Мне, наверно, нужно перестать думать о бестолковом брате и сосредоточиться на чем-то другом.

Как вы спокойны, Женя. Не убегаете, не кричите, как Миша. Это же хорошо, правда? Что вы так замечательно держитесь, когда видите мертвых друзей. Сколько я вас помню, вы всегда были ужасно эмоциональны, а теперь — посмотрите! — спокойны.

Или вам все равно.

Нет, это ерунда, конечно, ерунда. Тогда вы бы в Ташкент не летели — сидели бы в Ростове, или в Москве, или в Одессе с родителями. Вы держитесь просто отлично — вот, вы пожали мне руку, и у вас даже не дрожат пальцы. А когда вы в прошлый раз это делали, то дрожали. Только это пять лет назад было, и я умер через пару часов.

Как же давно это было.

— Честно говоря, — говорите вы чуть смущенно, — я не совсем понимаю, что нужно делать в такой ситуации. Пожалуйста, извините, если я буду вести себя идиотски. Я не нарочно.

— Ну что вы, Женя. Все хорошо. Может, я обниму вас? В последнее время я… скажем так, предпочитаю лишний раз уточнить. Мало ли.

Вы не слушаете, только протягиваете руки, обнимая меня. И вам некомфортно — я вижу, вы ждете возможности отстраниться. Не прикасаться.

Но я не могу.

Не сейчас, Женя.

Пожалуйста.

Я, кажется, цепляюсь за вас и не могу отпустить. Пожалуйста, Женя, позвольте мне обнимать вас еще секунду. Мне нужно совсем немного времени. Только почувствовать, что вы рядом. Поверить, что я нужен кому-то.

Потому, что я, кажется, не могу больше.

Вы тоже не можете, Женя — но я понимаю это только тогда, когда вы срываетесь, цепляетесь за меня и плачете, тихо и горько.

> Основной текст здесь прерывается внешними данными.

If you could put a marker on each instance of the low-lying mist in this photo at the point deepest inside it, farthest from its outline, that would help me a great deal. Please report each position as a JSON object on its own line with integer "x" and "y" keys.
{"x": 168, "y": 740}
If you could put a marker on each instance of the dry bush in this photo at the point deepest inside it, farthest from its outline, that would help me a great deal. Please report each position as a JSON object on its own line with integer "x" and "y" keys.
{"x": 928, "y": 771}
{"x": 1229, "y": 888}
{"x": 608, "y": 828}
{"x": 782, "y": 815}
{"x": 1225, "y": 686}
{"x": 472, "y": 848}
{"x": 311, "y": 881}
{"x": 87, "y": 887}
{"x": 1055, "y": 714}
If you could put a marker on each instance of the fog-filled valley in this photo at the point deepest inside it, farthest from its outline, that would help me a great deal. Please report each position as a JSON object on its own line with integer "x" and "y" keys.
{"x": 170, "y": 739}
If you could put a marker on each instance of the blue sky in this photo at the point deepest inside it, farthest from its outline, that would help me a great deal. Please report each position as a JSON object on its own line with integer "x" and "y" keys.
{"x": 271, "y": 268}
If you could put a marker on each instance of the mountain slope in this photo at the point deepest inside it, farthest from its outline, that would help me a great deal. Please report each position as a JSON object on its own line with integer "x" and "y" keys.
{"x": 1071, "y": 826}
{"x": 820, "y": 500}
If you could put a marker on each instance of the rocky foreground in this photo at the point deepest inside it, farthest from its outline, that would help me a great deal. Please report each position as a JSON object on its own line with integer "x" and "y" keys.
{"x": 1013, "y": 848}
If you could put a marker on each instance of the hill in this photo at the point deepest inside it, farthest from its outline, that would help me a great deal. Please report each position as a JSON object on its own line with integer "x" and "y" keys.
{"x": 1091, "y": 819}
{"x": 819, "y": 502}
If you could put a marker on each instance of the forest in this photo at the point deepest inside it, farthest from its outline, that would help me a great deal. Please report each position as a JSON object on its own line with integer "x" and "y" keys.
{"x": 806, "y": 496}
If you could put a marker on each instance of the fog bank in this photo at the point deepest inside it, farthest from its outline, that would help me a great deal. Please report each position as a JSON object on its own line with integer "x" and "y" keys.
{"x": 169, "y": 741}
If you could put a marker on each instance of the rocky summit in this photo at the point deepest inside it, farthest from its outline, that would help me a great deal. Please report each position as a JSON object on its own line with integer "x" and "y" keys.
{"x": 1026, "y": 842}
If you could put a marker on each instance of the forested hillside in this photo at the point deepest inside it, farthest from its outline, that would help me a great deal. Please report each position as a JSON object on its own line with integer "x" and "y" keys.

Вы прижимаетесь головой к моему плечу, я обещаю вам, что все будет в порядке — и вы позволяете себе расслабиться и получить облегчение в слезах. И тихо, почти бессвязно рассказать мне о том, как плохо и больно вам было там, и как вы скучали, и как едва выносили пять лет одиночества, и войну…

Наверно, потом вам будет неловко — но я не могу вас остановить.

Не хочу.

Кажется, мне это тоже необходимо. Настолько, что мои глаза тоже заволакивает туманом, и ком стоит в горле, когда я — наконец-то — разрешаю себе поверить, что могу быть все еще нужен тем, кто знал и любил меня в прошлой жизни. Моей семье.